Como dito, os capítulos são estruturados em dias. Dentro deles temos subcapítulos inominados, separados por asteriscos. Essa estruturação os dota, em grande parte do livro, de uma espécie de ritmo paratático que se de um lado corresponde à sucessão aleatória dos acontecimentos do dia, por outro causa um certo distanciamento emocional ao mesmo tempo que dá às dimensões do dia uma elasticidade espaço/temporal incomum. Esse último aspecto, contudo, não é posto em prática de maneira monocórdia; assim no início do livro (em que o dia abarca duzentas e vinte páginas), os subcapítulos vão se alternando entre pretérito e presente, com o claro fito de trazer à tona o passado dos personagens e suas relações; já na segunda parte, em que os dias são menos extensos em termos de páginas, tem-se um ritmo diversificado, como o capítulo Vinte e um de junho, concebido sem divisões a fim de intensificar ao leitor a experiência de Benício em uma das mais inflamadas manifestações, revelando-se eficaz o efeito obtido.

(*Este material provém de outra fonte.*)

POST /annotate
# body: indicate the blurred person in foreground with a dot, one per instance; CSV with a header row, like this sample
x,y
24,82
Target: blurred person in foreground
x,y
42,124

Porém, em algumas partes parece haver um abismo entre um instante e outro, entre uma reflexão e outra, e isso por vezes ocorre dentro mesmo de um capítulo, como uma digressão:

O policial parou e fez aquela cara de agonia e êxtase. O que fazer para se proteger daquele que nos oprime? E se o que nos oprime é o que deveria nos oferecer proteção? A literatura salva ou busca sua própria salvação?

Concentrando-se na figura do protagonista e em seu solipsismo, Alex Tomé deixa-se confiar mais nas palavras, o que é a lógica da poesia. Os resultados são, não raro, notórios:

As primeiras palavras não foram escritas.

Minutos atrás, quando pegou papel e caneta, Benício transpirou como se seu corpo materializasse uma impotência predestinada. A inflexão não estava nos seus princípios, ou no meio-termo da voz, mas no último verbo que come o homem.

Ocorre, porém, em alguns momentos um fluxo hiperbólico de imagens como se a idealizar certas pinturas. Alguns termos, pela recorrência, têm seu efeito atenuado, como “morte”, a metáfora mais usada no livro.

Por fim, Eu contra o sol é um instantâneo espiritual de um momento, entre altos e baixos, mas certamente revela um autor promissor no cenário presente.

Eu contra o sol
Alex Tomé
Confraria do Vento
478 págs.
Alex Tomé
É formado em Comunicação Social pela Universidade Federal de São Carlos e atualmente cursa Direito. Nasceu em Orlândia (SP) e vive atualmente em Guairá (SP). Roteirizou os curtas-metragens A cena perfeita e Recortes, este ganhador de um Kikito no Festival de Gramado (RS), em 2006. Eu contra o sol é seu primeiro livro.
Clayton de Souza

É escritor, autor do livro Contos Juvenistas.